Liver cells synthesize bile acids, which are then secreted via the biliary tract into the small intestine, where they help absorb fats and fat-soluble vitamins. In a natural form of recycling, the bile acids are then retrieved from the intestine and returned to the liver to begin the process of secretion again.
A key element of this circulation is a molecule known as the apical sodium-dependent bile acid transporter (ASBT). But how it did its work was unclear until researchers led by those at Baylor College of Medicine (www.bcm.edu) described the structure of the molecule, which contains a mobile unit or “elevator car” that transports the bile acids from one side of the molecule to the other, crossing the membrane in the process. A report on the work appears in the latest issue of the journal Nature.
To solve the structure of ASBT, Dr. Ming Zhou, associate professor of biochemistry and molecular biology at BCM, and his colleagues used special technology involving crystallography on a bacterial form (a homolog) of the ASBT.
Acts like elevator car
“This protein is very interesting,” said Zhou. “The fundamental problem we had to answer was that we had a large molecule (bile acid) with a negative charge that made it difficult to get through the membrane. What motion does the protein undergo to get it from one side of the bilayer to the other? The structures that we solved showed that a domain in the transporter protein is mobile, acting almost as an ‘elevator car’ that takes bile acid from one side of the transporter across the membrane to the other side.”

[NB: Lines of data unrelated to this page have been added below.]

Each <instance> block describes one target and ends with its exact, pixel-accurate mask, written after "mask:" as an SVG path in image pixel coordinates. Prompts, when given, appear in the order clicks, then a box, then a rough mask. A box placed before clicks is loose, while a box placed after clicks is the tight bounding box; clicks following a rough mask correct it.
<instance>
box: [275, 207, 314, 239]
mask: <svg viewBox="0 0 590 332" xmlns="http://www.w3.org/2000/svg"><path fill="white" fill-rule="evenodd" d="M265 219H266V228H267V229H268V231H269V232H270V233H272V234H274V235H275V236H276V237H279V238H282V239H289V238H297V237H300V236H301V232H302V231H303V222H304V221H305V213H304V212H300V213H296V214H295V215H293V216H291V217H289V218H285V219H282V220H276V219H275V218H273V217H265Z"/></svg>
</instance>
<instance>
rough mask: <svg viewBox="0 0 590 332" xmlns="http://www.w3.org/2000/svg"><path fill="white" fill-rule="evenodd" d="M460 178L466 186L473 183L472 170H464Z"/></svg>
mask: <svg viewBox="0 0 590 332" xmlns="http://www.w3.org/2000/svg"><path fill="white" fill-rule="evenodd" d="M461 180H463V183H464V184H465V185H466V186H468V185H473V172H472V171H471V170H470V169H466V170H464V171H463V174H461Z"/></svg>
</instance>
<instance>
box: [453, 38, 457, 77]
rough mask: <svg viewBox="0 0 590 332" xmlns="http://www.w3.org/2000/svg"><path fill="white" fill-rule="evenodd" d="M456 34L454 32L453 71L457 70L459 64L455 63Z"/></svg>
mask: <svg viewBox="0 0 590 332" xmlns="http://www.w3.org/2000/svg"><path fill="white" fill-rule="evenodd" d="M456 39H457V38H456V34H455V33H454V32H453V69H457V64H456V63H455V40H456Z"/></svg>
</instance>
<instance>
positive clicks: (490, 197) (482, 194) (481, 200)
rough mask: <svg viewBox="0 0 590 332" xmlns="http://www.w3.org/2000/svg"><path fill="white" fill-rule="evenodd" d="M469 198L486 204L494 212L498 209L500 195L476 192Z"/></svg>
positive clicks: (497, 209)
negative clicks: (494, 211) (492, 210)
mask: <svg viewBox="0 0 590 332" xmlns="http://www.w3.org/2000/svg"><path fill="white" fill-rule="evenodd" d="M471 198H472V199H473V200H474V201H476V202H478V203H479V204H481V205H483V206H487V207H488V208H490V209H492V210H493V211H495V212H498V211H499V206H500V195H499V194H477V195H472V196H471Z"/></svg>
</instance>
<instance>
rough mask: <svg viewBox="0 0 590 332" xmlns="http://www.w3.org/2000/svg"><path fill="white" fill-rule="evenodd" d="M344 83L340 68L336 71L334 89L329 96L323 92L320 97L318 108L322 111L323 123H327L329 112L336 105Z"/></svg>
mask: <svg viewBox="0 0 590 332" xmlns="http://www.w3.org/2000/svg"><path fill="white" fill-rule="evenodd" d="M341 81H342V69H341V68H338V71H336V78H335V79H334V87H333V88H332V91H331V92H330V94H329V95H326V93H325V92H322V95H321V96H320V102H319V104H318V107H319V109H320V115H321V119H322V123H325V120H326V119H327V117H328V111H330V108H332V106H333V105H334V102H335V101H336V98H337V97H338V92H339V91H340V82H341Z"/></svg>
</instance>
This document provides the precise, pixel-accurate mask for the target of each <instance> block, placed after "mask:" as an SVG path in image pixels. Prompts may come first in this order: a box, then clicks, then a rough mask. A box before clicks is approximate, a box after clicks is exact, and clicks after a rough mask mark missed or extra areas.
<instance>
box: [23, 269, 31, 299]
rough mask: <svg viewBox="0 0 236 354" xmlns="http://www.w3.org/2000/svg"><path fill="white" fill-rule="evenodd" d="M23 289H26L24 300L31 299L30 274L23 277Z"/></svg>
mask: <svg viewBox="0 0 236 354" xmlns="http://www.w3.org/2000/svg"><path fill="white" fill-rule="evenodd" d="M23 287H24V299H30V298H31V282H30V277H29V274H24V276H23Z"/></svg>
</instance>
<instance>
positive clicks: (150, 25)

That finding has another significance, said Dr. Elena J. Levin, a first author of the report and a postdoctoral associate in Zhou’s laboratory. Pharmaceutical firms are pursuing this transporter as a drug target. If they can increase the production of bile acids, then the transporter could have significance as a cholesterol-fighting drug.
Even more intriguing is the fact that it could be used to take drugs into the liver, she said.
“The protein can transport very big molecules,” she said. “It could be used to deliver drugs to the liver in a targeted way.
The transporters work in an interesting way, making use of sodium ions, said Zhou. In essence, ASBT works in a manner that is contradictory. When it takes the bile acid, it is transporting it from the lumen of the intestine with a low concentration to a higher concentration within the cells lining the intestine. The sodium ion provides the answer. Sodium is higher outside of cells than inside, and the transporter uses that fact to pull the bile acid “uphill,” said Zhou.
“The structure uncovered by the BCM team indicates how the two halves of the transporter work together to move bile acids from outside the cell membrane to inside the cell. Information about how the transporter recognizes and interacts with the large cargo may allow researchers to design and attach inhibitors and other therapeutic compounds to bile acids for specific uptake,” said Dr. Jean Chin of the National Institutes of Health's National Institute of General Medical Sciences, which partially funded the research.
Others who took part in this work include Xiaoming Zhou, a co-first author, Yaping Pan and Jason G. McCoy, all of BCM; Ruchika Sharma of Columbia University in New York; Brian Kloss and Renato Bruni of the New York Consortium on Membrane Protein Structure; and Matthias Quick, co-corresponding author at the Department of Psychiatry at Columbia University and the New York State Psychiatric Institute. Xiaoming Zhou is now at Columbia University and Ruchika Sharma is now with the Irish Medicine Board.
Funding for this work came from the U.S. National Institutes of Health (R01DK088057, R01GM098878, U54GM095315, and U54GM087519), the American Heart Association (12EIA8850017) and the Cancer Prevention and Research Institute of Texas (R12MZ).